Quand je le revis après sa terrible blessure et avant sa trépanation, au Val-de-Grâce, où on l'avait conduit directement du front, il me montra son casque troué par un gros éclat d'obus et m'expliqua :

— J'étais en train de lire devant ma cagna, en deuxième ligne. Je ne l'ai même pas entendu venir. Je n'ai rien ressenti. Et tout à coup j'ai vu mon sang pisser qui me coulait de la tête et me tombait sur les mains. C'est alors seulement que je me suis senti mal, Blaise.

— Et que lisais-tu, Guillaume, pour être pareillement absorbé ?

— Le Mercure de France, ma dernière chronique de La Vie anecdotique. Tiens, regarde...

Et le lieutenant Apollinaire me tendit un Mercure tout maculé de sang. Il avait rapporté le numéro !...

A cause de ce sang du poète, je n'ai jamais lu cette chronique d'Apollinaire. C'était au printemps 1917. (Cendrars, Bourlinguer, Denoël, 1948)


Dans les tranchées de Champagne, l'hiver de 1915-1916 fut très dur. Comment, par qui appris-je sa blessure ? Je me revois dans sa chambre du Val-de-Grâce, je revois, accroché au pied de son lit, son casque troué, je revois sur sa table de nuit le numéro du Mercure, noir de sang, qu'il lisait lorsqu'un éclat d'obus l'atteignit à la tête. Sur ce numéro du Mercure, le sang est aujourd'hui tout pâle. [...] Puis ce fut la villa Molière où son infirmier fut Henri Duvernois [...]. Apollinaire m'apparut en pyjama violet et je ne sais si ce fut l'influence de cette couleur, mais sa vue m'attrista plus encore qu'au Val-de-Grâce (A. Billy, Le Pont-des-Saints-Pères, Arthème Fayard).


Mais sa convalescence touchait à sa fin. [...] Pour qu'il pût rester à Paris, il lui fallait y trouver un emploi militaire.

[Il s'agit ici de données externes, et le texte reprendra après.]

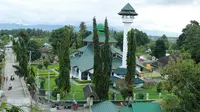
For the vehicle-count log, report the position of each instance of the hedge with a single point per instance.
(82, 81)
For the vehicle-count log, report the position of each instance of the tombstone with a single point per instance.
(147, 96)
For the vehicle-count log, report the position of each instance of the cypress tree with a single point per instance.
(107, 64)
(97, 60)
(64, 61)
(131, 63)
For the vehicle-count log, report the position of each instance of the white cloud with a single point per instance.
(169, 18)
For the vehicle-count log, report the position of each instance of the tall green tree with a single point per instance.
(160, 49)
(20, 49)
(165, 39)
(64, 60)
(97, 60)
(106, 66)
(131, 63)
(184, 75)
(189, 40)
(82, 32)
(33, 46)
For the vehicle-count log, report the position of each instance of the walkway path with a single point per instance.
(76, 83)
(17, 96)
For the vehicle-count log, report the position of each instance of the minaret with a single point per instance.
(127, 13)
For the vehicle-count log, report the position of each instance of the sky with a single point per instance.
(154, 16)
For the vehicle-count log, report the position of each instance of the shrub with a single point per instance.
(55, 92)
(159, 87)
(141, 96)
(82, 81)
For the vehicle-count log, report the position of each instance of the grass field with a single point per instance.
(79, 94)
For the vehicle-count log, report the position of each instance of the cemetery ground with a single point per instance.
(77, 88)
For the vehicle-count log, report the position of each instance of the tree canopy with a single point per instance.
(190, 40)
(160, 49)
(184, 75)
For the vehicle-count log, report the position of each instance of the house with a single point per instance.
(142, 107)
(90, 95)
(82, 60)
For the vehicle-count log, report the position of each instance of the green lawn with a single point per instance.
(79, 94)
(152, 92)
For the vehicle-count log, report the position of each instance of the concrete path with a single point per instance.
(17, 95)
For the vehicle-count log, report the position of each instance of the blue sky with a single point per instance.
(155, 16)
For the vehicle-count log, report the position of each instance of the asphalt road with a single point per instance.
(16, 95)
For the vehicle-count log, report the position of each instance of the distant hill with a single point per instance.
(19, 26)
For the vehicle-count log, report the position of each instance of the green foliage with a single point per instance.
(159, 87)
(34, 48)
(55, 92)
(39, 66)
(20, 48)
(83, 32)
(24, 35)
(124, 93)
(64, 59)
(97, 58)
(141, 95)
(46, 63)
(131, 63)
(189, 40)
(42, 84)
(164, 38)
(184, 75)
(170, 103)
(160, 49)
(10, 108)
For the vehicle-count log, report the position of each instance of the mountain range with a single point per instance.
(8, 26)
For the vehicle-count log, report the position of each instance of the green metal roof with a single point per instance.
(101, 38)
(127, 10)
(106, 106)
(122, 71)
(125, 109)
(86, 60)
(142, 107)
(146, 107)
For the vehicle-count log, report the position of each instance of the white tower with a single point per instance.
(127, 13)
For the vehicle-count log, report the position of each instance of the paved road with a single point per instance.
(16, 96)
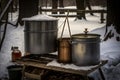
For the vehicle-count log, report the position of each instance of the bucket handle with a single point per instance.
(66, 20)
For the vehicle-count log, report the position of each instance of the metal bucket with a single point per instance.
(64, 50)
(85, 49)
(41, 34)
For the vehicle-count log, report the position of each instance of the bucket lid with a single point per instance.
(86, 37)
(40, 17)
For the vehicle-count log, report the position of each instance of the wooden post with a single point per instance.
(54, 5)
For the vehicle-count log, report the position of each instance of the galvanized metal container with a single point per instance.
(64, 50)
(85, 49)
(40, 34)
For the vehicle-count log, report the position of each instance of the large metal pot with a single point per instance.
(40, 34)
(85, 49)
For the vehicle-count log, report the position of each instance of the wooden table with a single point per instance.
(43, 65)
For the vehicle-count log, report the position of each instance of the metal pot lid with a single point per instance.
(85, 35)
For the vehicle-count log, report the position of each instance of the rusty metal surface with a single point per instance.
(42, 65)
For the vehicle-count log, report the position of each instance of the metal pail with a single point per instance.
(40, 35)
(64, 50)
(86, 49)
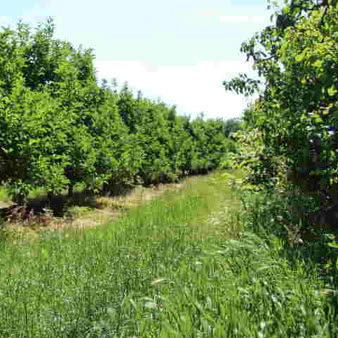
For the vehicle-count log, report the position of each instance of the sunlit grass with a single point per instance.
(178, 266)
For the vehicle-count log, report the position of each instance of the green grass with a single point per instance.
(179, 266)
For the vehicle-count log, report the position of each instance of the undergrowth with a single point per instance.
(179, 266)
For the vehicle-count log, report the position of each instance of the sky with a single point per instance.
(178, 51)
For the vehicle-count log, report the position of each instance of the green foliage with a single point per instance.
(59, 127)
(149, 274)
(296, 113)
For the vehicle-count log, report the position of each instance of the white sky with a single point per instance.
(179, 51)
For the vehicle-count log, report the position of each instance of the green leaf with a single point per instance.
(332, 90)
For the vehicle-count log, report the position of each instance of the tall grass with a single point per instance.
(160, 271)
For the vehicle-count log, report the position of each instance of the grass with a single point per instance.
(181, 265)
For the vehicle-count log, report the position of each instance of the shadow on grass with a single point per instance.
(59, 204)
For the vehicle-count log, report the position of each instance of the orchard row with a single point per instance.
(60, 127)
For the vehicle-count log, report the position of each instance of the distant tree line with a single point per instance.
(60, 127)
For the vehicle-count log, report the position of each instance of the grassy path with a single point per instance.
(167, 269)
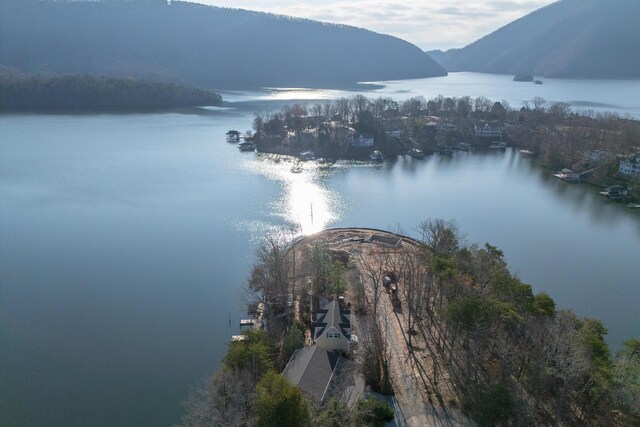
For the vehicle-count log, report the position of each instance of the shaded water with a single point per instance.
(125, 240)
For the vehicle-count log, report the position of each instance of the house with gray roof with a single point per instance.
(313, 368)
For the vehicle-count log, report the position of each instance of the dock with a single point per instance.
(247, 322)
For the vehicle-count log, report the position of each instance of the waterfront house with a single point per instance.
(487, 131)
(362, 141)
(333, 328)
(630, 166)
(444, 125)
(568, 175)
(313, 368)
(595, 157)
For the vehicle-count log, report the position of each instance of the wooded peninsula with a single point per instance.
(44, 93)
(351, 315)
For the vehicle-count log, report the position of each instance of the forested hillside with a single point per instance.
(19, 92)
(205, 46)
(569, 38)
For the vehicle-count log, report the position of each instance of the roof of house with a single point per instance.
(332, 315)
(311, 369)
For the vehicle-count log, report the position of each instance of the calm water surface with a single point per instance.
(125, 240)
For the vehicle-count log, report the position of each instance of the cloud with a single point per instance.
(427, 23)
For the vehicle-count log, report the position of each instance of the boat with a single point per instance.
(615, 192)
(296, 168)
(568, 175)
(376, 156)
(247, 146)
(445, 151)
(306, 155)
(233, 136)
(416, 153)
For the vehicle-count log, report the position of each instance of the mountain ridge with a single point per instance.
(566, 39)
(205, 46)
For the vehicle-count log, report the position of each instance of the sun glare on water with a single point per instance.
(305, 204)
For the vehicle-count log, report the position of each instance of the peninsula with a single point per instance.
(351, 315)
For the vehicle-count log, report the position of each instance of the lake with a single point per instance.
(126, 241)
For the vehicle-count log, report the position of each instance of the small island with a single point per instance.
(523, 78)
(602, 149)
(346, 320)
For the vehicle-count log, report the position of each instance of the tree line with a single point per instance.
(90, 93)
(501, 353)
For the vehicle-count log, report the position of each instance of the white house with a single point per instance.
(487, 132)
(595, 157)
(362, 141)
(630, 166)
(313, 368)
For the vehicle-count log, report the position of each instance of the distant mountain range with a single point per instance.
(567, 39)
(205, 46)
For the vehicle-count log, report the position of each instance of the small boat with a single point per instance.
(247, 146)
(376, 156)
(306, 155)
(615, 192)
(296, 168)
(416, 153)
(568, 175)
(233, 136)
(446, 151)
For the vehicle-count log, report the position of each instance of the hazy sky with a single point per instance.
(430, 24)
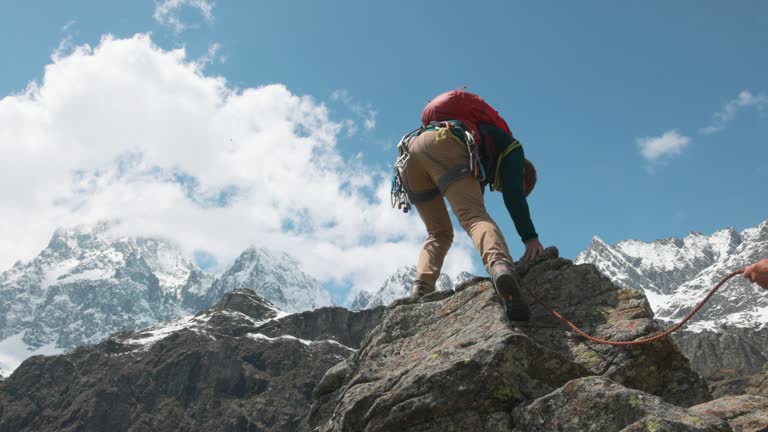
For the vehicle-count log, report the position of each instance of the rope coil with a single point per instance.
(642, 341)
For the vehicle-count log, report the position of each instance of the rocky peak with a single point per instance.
(246, 302)
(446, 361)
(276, 276)
(398, 285)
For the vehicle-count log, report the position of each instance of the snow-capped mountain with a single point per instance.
(276, 277)
(677, 273)
(87, 284)
(398, 285)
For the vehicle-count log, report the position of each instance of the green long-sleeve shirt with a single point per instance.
(511, 168)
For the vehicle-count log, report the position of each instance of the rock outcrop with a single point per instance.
(235, 367)
(744, 413)
(449, 361)
(446, 362)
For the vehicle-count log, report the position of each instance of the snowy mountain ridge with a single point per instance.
(676, 274)
(398, 285)
(87, 284)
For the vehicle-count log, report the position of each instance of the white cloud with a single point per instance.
(669, 144)
(364, 113)
(167, 12)
(68, 25)
(129, 131)
(745, 99)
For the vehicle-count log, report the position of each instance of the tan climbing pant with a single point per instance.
(439, 167)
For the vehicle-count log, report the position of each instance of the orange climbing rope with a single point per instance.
(638, 341)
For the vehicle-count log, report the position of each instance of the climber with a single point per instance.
(462, 146)
(758, 273)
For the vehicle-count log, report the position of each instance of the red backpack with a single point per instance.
(466, 107)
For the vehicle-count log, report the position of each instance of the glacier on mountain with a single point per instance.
(676, 274)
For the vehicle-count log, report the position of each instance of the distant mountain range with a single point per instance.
(676, 274)
(726, 340)
(86, 285)
(398, 285)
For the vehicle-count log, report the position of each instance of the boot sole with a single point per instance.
(508, 291)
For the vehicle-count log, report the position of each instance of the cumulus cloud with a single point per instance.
(669, 144)
(722, 118)
(128, 131)
(363, 113)
(167, 12)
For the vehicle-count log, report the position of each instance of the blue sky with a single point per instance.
(581, 84)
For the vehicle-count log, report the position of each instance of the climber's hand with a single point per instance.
(758, 273)
(533, 249)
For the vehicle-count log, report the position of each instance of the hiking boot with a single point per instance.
(505, 280)
(420, 289)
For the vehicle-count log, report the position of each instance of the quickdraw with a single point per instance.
(453, 130)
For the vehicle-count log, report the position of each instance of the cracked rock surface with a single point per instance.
(449, 361)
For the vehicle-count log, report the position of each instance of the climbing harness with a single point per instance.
(655, 338)
(401, 196)
(399, 191)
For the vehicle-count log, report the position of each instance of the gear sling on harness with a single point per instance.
(453, 130)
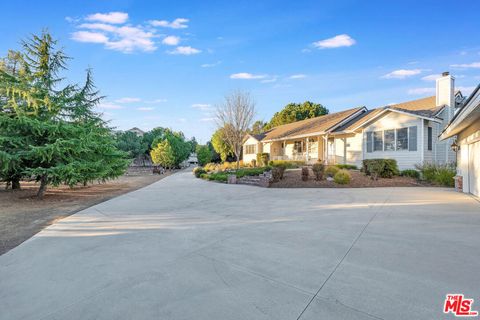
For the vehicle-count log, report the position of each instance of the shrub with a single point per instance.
(385, 168)
(198, 171)
(318, 169)
(330, 171)
(439, 174)
(262, 159)
(289, 164)
(305, 173)
(346, 166)
(277, 173)
(342, 177)
(410, 173)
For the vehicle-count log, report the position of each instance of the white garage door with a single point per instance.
(474, 168)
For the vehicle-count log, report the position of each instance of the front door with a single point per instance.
(474, 168)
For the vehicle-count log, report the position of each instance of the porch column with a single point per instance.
(325, 147)
(306, 153)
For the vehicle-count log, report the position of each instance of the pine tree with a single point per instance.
(51, 133)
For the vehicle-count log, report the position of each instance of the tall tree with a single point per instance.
(235, 116)
(58, 138)
(295, 112)
(220, 144)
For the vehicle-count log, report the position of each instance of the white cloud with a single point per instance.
(187, 50)
(179, 23)
(466, 90)
(157, 101)
(111, 17)
(109, 106)
(145, 109)
(475, 65)
(421, 91)
(342, 40)
(171, 40)
(247, 76)
(91, 37)
(298, 76)
(202, 106)
(402, 73)
(128, 100)
(211, 65)
(431, 77)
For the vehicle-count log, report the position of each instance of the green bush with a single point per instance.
(342, 177)
(410, 173)
(251, 171)
(289, 164)
(305, 173)
(346, 166)
(438, 174)
(385, 168)
(331, 171)
(198, 171)
(318, 169)
(262, 159)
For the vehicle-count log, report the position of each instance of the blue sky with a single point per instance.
(167, 63)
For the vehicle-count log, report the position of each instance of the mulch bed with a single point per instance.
(293, 179)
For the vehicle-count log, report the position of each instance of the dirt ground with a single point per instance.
(22, 215)
(293, 179)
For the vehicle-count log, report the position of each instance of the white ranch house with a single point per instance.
(407, 132)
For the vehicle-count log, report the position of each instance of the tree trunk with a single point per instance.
(43, 187)
(15, 184)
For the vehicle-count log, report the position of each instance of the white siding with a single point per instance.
(392, 120)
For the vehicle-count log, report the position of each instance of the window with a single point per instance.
(412, 138)
(389, 138)
(429, 139)
(378, 141)
(402, 139)
(250, 149)
(297, 147)
(369, 141)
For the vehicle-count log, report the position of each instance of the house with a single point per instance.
(137, 131)
(407, 132)
(466, 126)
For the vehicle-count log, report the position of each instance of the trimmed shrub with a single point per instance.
(318, 169)
(346, 166)
(289, 164)
(277, 173)
(331, 171)
(385, 168)
(410, 173)
(198, 171)
(262, 159)
(342, 177)
(305, 173)
(438, 174)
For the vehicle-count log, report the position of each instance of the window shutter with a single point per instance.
(369, 141)
(412, 137)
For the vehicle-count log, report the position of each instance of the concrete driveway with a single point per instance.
(184, 248)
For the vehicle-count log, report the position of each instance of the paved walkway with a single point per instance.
(184, 248)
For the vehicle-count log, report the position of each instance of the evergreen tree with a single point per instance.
(163, 154)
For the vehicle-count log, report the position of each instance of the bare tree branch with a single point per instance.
(235, 115)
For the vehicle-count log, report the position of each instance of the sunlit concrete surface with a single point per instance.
(184, 248)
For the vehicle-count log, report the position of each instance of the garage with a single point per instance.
(474, 168)
(464, 130)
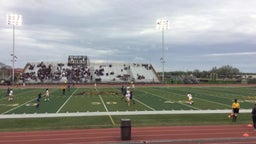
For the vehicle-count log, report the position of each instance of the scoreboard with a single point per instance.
(77, 60)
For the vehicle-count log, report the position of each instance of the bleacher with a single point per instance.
(54, 72)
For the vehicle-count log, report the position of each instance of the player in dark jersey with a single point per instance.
(38, 100)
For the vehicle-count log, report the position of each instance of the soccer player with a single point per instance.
(123, 91)
(10, 96)
(190, 98)
(235, 110)
(128, 95)
(47, 95)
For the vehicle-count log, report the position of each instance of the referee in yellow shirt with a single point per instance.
(235, 109)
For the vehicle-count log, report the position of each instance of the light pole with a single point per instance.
(162, 24)
(14, 20)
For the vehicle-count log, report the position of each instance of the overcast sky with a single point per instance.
(202, 34)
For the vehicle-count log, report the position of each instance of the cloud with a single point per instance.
(231, 54)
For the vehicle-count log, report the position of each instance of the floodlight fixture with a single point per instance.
(162, 24)
(14, 20)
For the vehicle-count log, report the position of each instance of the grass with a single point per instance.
(87, 99)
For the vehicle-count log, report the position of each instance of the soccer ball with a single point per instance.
(230, 115)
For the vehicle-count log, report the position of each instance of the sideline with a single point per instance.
(80, 114)
(66, 101)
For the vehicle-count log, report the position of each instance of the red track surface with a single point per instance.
(218, 134)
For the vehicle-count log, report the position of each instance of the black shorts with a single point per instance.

La Maison de la Presse fut pressentie. Son seul nom y provoqua la panique. Un cubiste, un fumiste, un voleur de statuettes dans les services de la sacro-sainte propagande ? Vous ne l'auriez pas voulu ! Je me tournai vers la Censure [...]. Apollinaire censeur ? Et pourquoi pas ? Je ne me rappelle plus qui dirigeait la censure des périodiques ; c'était certainement un homme d'esprit. Voilà donc Apollinaire armé d'un crayon bleu [...] et accordant le visa ou le refusant aux revues et aux périodiques. Il collaborait au Mercure de France. Il eut à le surveiller ligne à ligne, mot à mot, pour empêcher que rien y parût qui aurait pu mettre la patrie en danger (A. Billy, Le Pont-des-Saints-Pères, Arthème Fayard).